Musings and Care

I just want to chime in here. It has been awhile. Not too long, but a bit. I am starting into my graduate studies now. It’s hard because I don’t know if anyone reads these transmissions. Then again I guess none of that really matters if I approach this in the right way. I write for me. I write to share also.

It is important to me to say we have to keep thinking about the planet and our connection to it. It is important for me to say how we must stand up to Trump and be the face of good in the midst of his ugly charade. We must find the light within ourselves and scatter it all around.

I am listening to a sound artist named Jana Winderen. The piece is called “Out of Range.” It is made with bat calls including other sound sources. I think it is really good aesthetic stuff but at the same time. Oh and also I should say I read the first 10 or so of some art world people speaking to what is contemporary in art.

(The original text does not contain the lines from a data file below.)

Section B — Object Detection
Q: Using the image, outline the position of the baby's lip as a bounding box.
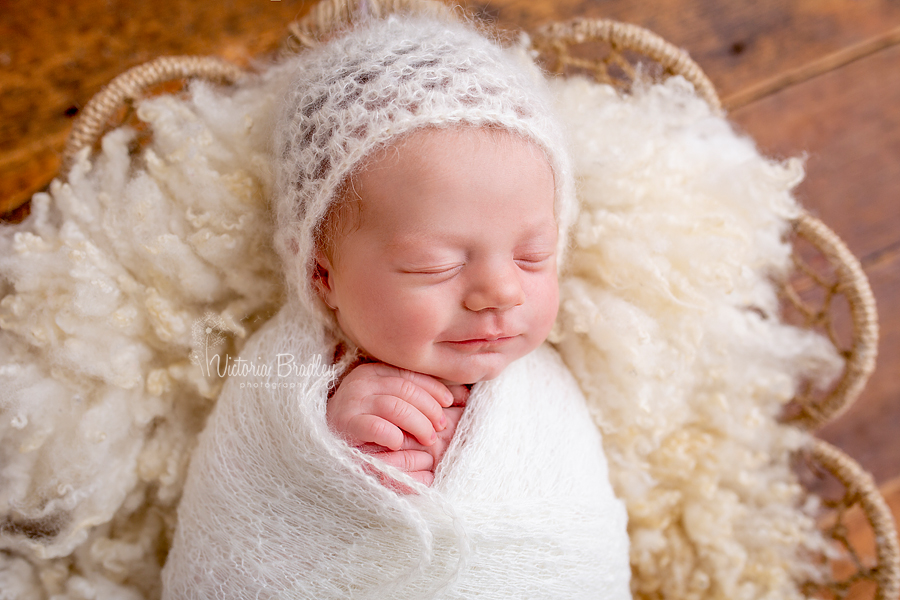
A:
[443,333,518,344]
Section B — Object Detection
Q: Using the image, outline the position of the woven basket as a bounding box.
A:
[55,0,899,597]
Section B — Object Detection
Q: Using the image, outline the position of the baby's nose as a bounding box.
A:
[463,261,525,312]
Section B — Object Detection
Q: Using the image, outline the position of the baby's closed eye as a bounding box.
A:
[399,263,465,278]
[514,252,554,270]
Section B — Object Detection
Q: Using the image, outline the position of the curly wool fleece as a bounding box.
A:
[272,16,577,329]
[0,13,843,600]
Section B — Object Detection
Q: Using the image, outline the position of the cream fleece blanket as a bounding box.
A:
[161,304,631,599]
[0,40,841,600]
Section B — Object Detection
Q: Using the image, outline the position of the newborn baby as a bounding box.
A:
[163,14,631,599]
[320,126,560,488]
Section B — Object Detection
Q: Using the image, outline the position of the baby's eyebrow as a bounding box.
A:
[383,222,558,248]
[381,236,459,262]
[518,221,559,241]
[382,234,433,252]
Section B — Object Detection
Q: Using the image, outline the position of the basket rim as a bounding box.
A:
[60,55,244,172]
[811,439,900,600]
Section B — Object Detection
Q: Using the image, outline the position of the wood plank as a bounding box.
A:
[817,251,900,486]
[730,43,900,273]
[0,0,320,214]
[5,1,900,215]
[728,42,900,486]
[722,24,900,110]
[483,0,900,99]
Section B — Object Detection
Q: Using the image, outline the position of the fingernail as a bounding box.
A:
[431,431,437,442]
[439,415,447,429]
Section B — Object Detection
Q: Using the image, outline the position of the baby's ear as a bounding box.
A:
[312,250,337,309]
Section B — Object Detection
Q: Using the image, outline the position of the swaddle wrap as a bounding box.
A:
[161,302,631,599]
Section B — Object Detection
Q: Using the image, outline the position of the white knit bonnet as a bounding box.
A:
[273,15,577,327]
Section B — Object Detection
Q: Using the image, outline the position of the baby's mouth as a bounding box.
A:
[442,335,517,345]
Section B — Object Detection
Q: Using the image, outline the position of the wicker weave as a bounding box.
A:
[786,214,880,430]
[286,0,454,48]
[60,56,245,171]
[57,0,898,597]
[531,18,721,113]
[807,439,900,600]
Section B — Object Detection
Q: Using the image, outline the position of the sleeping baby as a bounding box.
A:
[162,13,631,599]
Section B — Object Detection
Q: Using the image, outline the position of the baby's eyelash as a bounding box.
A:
[515,254,552,268]
[401,264,464,276]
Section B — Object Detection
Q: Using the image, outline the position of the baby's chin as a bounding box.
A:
[356,342,522,386]
[428,361,511,387]
[418,349,540,386]
[381,359,507,387]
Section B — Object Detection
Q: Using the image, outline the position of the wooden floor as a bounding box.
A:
[2,0,898,586]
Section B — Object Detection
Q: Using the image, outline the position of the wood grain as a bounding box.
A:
[730,44,900,265]
[729,44,900,486]
[818,253,900,486]
[5,1,900,214]
[0,0,319,214]
[481,0,900,98]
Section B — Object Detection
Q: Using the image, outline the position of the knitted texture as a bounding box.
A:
[273,16,576,330]
[161,310,631,599]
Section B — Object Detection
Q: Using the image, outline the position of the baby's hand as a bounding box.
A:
[327,362,454,451]
[361,402,467,493]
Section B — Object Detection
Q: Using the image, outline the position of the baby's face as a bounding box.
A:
[316,128,559,385]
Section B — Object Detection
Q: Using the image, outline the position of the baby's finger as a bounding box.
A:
[371,363,454,408]
[358,461,432,495]
[408,470,435,487]
[370,394,438,447]
[445,384,470,407]
[355,442,391,454]
[369,449,434,473]
[381,376,451,433]
[346,413,404,450]
[378,470,433,495]
[396,432,428,452]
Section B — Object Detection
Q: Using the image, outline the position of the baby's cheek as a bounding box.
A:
[531,275,560,337]
[376,297,440,355]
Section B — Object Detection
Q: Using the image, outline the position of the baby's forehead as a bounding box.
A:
[362,126,549,168]
[336,128,554,236]
[358,127,553,193]
[336,128,556,245]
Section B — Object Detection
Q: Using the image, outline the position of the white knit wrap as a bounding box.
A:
[272,16,577,329]
[161,306,631,599]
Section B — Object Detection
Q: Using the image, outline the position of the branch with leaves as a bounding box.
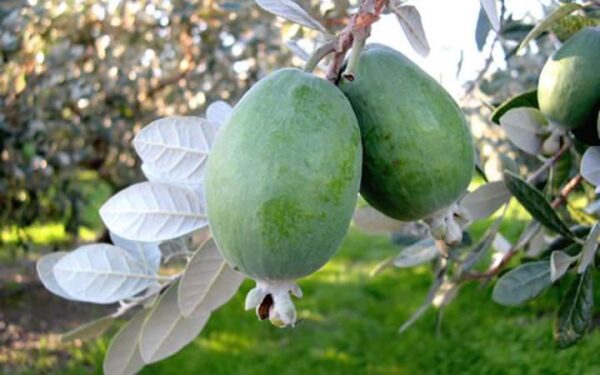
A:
[350,0,600,348]
[36,102,247,374]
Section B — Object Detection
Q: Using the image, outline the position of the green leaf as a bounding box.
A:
[550,250,577,282]
[503,171,573,239]
[60,315,115,342]
[103,309,148,375]
[460,181,511,221]
[475,162,489,182]
[577,222,600,273]
[491,90,539,124]
[499,154,519,175]
[517,3,583,54]
[390,4,431,57]
[492,261,552,306]
[393,238,438,268]
[499,108,547,155]
[255,0,329,34]
[475,6,491,51]
[458,208,507,276]
[479,0,500,31]
[554,269,593,349]
[582,147,600,187]
[551,150,573,194]
[140,281,210,363]
[547,226,590,253]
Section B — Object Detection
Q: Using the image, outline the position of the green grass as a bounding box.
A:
[56,219,600,375]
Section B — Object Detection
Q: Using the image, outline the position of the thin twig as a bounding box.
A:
[462,173,583,281]
[527,138,572,184]
[304,40,337,73]
[551,174,582,209]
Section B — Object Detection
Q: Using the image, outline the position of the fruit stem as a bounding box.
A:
[325,0,388,83]
[304,39,337,73]
[244,280,303,327]
[342,33,367,81]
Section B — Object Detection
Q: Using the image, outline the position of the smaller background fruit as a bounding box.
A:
[538,27,600,132]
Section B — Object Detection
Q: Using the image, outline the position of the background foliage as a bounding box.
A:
[0,0,298,250]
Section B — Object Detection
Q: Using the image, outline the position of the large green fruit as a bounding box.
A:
[538,27,600,132]
[340,44,475,222]
[206,68,362,282]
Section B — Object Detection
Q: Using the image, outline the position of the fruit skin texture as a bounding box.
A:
[538,27,600,131]
[206,68,362,281]
[340,44,475,221]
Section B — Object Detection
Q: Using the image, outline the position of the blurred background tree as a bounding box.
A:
[0,0,317,252]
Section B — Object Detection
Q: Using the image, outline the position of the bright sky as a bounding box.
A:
[369,0,553,99]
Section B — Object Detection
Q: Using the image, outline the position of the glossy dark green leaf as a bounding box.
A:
[577,222,600,273]
[492,261,552,306]
[491,90,539,124]
[554,269,593,349]
[551,150,573,194]
[504,171,573,239]
[547,226,590,253]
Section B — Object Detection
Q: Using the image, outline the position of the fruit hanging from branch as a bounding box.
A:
[205,68,362,327]
[340,44,475,246]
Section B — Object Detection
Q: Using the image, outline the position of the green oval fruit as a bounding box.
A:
[538,27,600,132]
[206,68,362,281]
[340,44,475,221]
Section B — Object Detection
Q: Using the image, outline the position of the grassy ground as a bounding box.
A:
[53,216,600,375]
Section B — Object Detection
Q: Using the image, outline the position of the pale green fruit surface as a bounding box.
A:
[340,44,475,221]
[538,27,600,131]
[206,68,362,281]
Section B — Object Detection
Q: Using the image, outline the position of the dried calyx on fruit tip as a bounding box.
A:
[245,280,303,328]
[424,203,471,247]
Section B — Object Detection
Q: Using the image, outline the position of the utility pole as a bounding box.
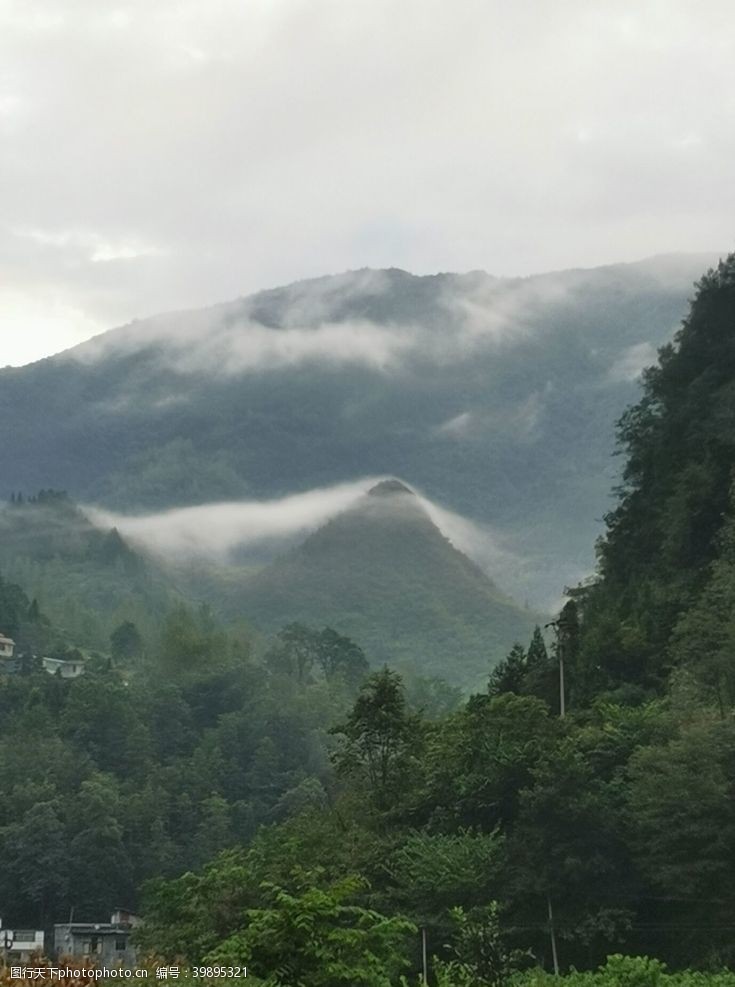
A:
[544,618,566,718]
[546,601,578,718]
[421,927,428,985]
[547,896,560,975]
[558,633,566,718]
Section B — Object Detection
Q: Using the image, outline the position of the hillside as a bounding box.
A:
[233,480,538,687]
[0,492,178,650]
[575,253,735,701]
[0,255,721,607]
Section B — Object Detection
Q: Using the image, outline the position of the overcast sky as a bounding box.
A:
[1,0,733,368]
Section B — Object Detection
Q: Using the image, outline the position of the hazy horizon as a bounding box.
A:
[3,0,734,366]
[2,249,725,369]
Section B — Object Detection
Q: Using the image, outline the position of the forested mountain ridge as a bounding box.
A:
[575,255,735,700]
[0,253,720,607]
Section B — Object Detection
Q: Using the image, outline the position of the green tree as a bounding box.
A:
[110,619,143,662]
[331,668,420,809]
[315,626,370,688]
[434,903,528,987]
[207,875,415,987]
[383,829,505,939]
[509,737,633,967]
[0,573,31,639]
[193,794,235,867]
[60,668,150,777]
[488,643,527,697]
[67,774,135,917]
[523,625,558,710]
[420,693,556,831]
[626,720,735,966]
[0,799,69,926]
[670,500,735,713]
[265,623,318,684]
[158,604,226,673]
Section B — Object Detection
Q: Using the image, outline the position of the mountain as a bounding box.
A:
[0,253,722,606]
[230,479,538,688]
[0,492,177,650]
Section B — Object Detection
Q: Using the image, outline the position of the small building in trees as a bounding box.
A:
[0,634,18,676]
[42,655,85,679]
[54,910,140,968]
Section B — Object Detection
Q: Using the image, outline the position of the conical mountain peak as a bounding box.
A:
[367,479,415,497]
[237,481,537,688]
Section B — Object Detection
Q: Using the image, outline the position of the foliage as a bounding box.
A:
[9,256,735,981]
[509,955,735,986]
[206,874,415,987]
[330,668,422,809]
[265,623,369,690]
[0,495,176,651]
[0,611,352,926]
[576,255,735,693]
[434,903,530,987]
[111,619,144,662]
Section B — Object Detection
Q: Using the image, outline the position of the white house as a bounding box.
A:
[42,656,85,679]
[0,635,18,676]
[0,924,45,962]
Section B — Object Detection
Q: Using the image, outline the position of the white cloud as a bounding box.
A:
[70,307,417,374]
[17,227,165,263]
[435,411,473,437]
[83,476,531,599]
[1,0,734,366]
[85,479,386,560]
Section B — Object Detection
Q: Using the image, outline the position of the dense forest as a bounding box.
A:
[3,255,735,984]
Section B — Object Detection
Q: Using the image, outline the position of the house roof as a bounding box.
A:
[0,635,15,646]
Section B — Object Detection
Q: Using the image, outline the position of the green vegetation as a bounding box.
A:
[0,492,177,650]
[4,255,735,983]
[0,601,358,927]
[510,957,735,987]
[0,481,536,687]
[138,255,735,979]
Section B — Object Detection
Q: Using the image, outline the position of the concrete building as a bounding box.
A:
[42,656,85,679]
[54,911,140,969]
[0,635,19,676]
[0,925,45,963]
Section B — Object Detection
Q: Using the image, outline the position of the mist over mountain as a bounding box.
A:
[217,480,537,688]
[0,253,720,606]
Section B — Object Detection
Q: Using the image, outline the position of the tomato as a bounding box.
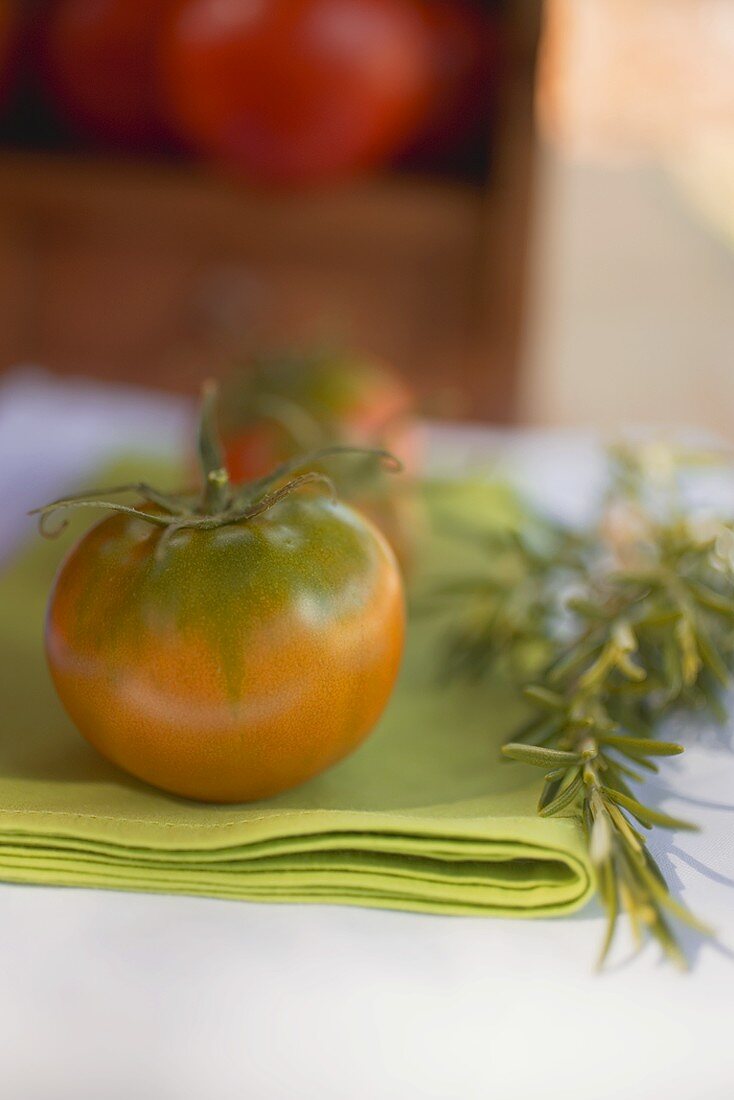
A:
[0,1,19,114]
[404,0,501,164]
[41,0,175,149]
[160,0,432,186]
[220,348,420,482]
[219,349,423,569]
[40,390,405,803]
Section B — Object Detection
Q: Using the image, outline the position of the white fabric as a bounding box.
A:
[0,371,732,1100]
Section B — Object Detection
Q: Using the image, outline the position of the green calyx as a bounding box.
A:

The thing is I want to help myself have a better life so that I can be in a position to help others. The art world can eat you up. And you can eat up the art world as well. But beyond all that, I thought, kind of in a John Cage sort of way, about why or how is sound put forth as an object of focus be it this piece by Winderen which is really gorgeous or the Jonas Brothers? What is sound without an in stream, context, a multidimensional context coming from many autonomous sources from many different directions in space.

That brought me back to art as life. I am still doing this art as life thing. I just can’t go into headlong the seemingly trap of sound as art and the manner of presentation of any kind. Have it unfold organically in space, in time as a part of lived reality. As an aspect fine art presentations are a part of the life flow but it seems to me very important to not go into that aspect or element as if it were the whole, because it is not.

This piece is really good though but it seems decadent to make too much of a hobby of this sort, for me anyway. I appreciate the abstract unconventional conventional manner of it. Also I have to say that, as I have said before, if one follows the trajectory laid out by Marcel Duchamp (beginning of last century) and John Cage (middle of last century) the beginning of this century, in my opinion is life as art, art as life dealing through living with notions of the planet and society and culture. Conventional art like sculptures and paintings in exhibitions will and should go on but just not as indications of the historical development of Western fine art. In fact it seems very much that that narrative has dissipated and become infused into the very life flow we all share.

I do think conventional practice should certainly continue to go on and thrive. Just because Western fine art has come to an end in a conventional sense should not mean that conventional practice should not be used as expression and communication. In fact now that I think of it, conventional practice may for the first time really surface in all its many splendor without the institutionalization and matrix of the art world. Its a fine time to make good spirited art of any kind. Peace.